One of the practical advantages of CFEngine is that you can test it without the need for root or administrator privileges. This is useful if you are concerned about manipulating important system files, but naturally limits the possibilities for what CFEngine is able to do.

CFEngine operates with the notion of a work-directory. The default work directory for the root user is /var/cfengine. For any other user, the work directory lies in the user's home directory, named ~/.cfagent.

CFEngine prefers you to keep certain files here. You should not resist this too strongly or you will make unnecessary trouble for yourself. The decision to have this 'known directory' was made to simplify a lot of configuration.

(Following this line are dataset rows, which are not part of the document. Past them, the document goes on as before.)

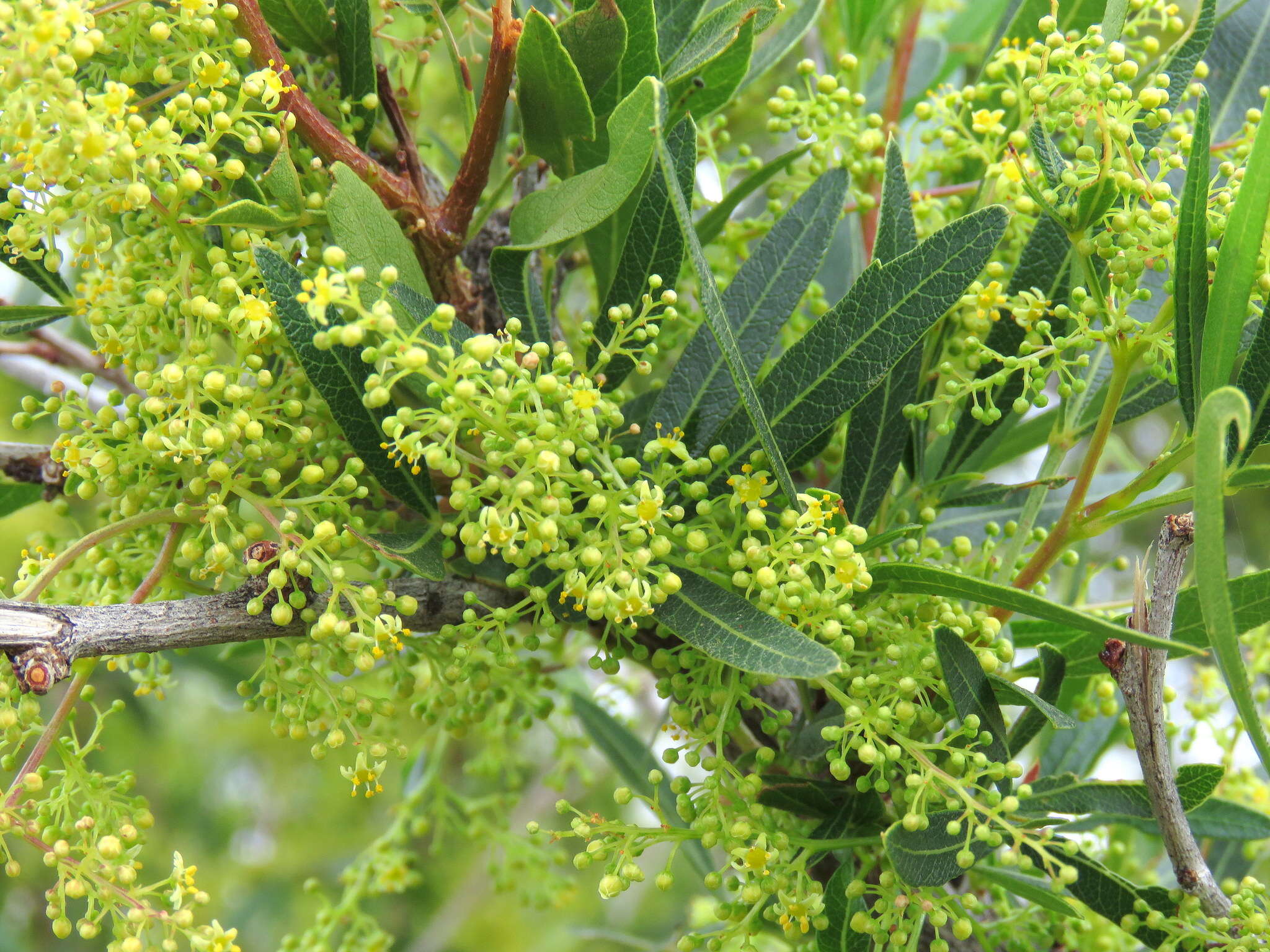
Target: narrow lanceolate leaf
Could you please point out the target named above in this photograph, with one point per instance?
(878, 430)
(596, 40)
(1191, 266)
(850, 350)
(729, 628)
(339, 376)
(970, 690)
(717, 319)
(710, 224)
(699, 394)
(301, 23)
(1067, 794)
(1221, 409)
(1180, 65)
(578, 205)
(1029, 888)
(1236, 271)
(356, 60)
(929, 579)
(654, 244)
(1053, 667)
(554, 103)
(929, 857)
(19, 319)
(1010, 694)
(418, 551)
(840, 910)
(633, 762)
(367, 232)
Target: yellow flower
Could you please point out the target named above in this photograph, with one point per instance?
(362, 774)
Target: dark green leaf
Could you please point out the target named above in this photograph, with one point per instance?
(717, 320)
(850, 350)
(19, 319)
(970, 690)
(301, 23)
(700, 394)
(1053, 667)
(633, 762)
(929, 579)
(1010, 694)
(367, 232)
(713, 221)
(596, 40)
(1030, 888)
(554, 103)
(1191, 266)
(419, 551)
(339, 376)
(356, 60)
(929, 857)
(654, 244)
(577, 205)
(1180, 65)
(18, 495)
(728, 628)
(838, 909)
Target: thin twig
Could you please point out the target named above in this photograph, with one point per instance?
(1141, 674)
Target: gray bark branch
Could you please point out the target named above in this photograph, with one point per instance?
(1141, 674)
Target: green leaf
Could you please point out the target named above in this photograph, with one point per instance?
(367, 231)
(728, 628)
(1053, 667)
(785, 38)
(717, 319)
(633, 762)
(850, 350)
(1067, 794)
(699, 392)
(1220, 409)
(1180, 66)
(840, 909)
(554, 103)
(18, 495)
(713, 221)
(301, 23)
(1010, 694)
(596, 40)
(717, 82)
(339, 376)
(654, 245)
(1191, 265)
(1236, 271)
(929, 857)
(520, 294)
(1030, 888)
(356, 60)
(970, 690)
(19, 319)
(418, 551)
(929, 579)
(247, 214)
(577, 205)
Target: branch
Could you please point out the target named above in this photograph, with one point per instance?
(456, 213)
(32, 462)
(1141, 674)
(42, 641)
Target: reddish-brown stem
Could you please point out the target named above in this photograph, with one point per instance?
(167, 552)
(456, 213)
(892, 108)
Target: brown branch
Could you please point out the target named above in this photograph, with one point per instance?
(456, 213)
(1141, 674)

To test CFEngine as an ordinary user, do the following:

Copy the binaries into the work directory:

host$ mkdir -p ~/.cfagent/inputs
host$ mkdir -p ~/.cfagent/bin
host$ cp /var/cfengine/bin/cf-* ~/.cfagent/bin
host$ cp /var/cfengine/inputs/*.cf ~/.cfagent/inputs

You can test the software and play with configuration files by editing the basic directly in the ~/.cfagent/inputs directory. For example, try the following:

host$ ~/.cfagent/bin/cf-promises
host$ ~/.cfagent/bin/cf-promises --verbose

This is always the way to start checking a configuration in CFEngine 3. If a configuration does not pass this check/test, you will not be allowed to use it, and cf-agent will look for the file failsafe.cf.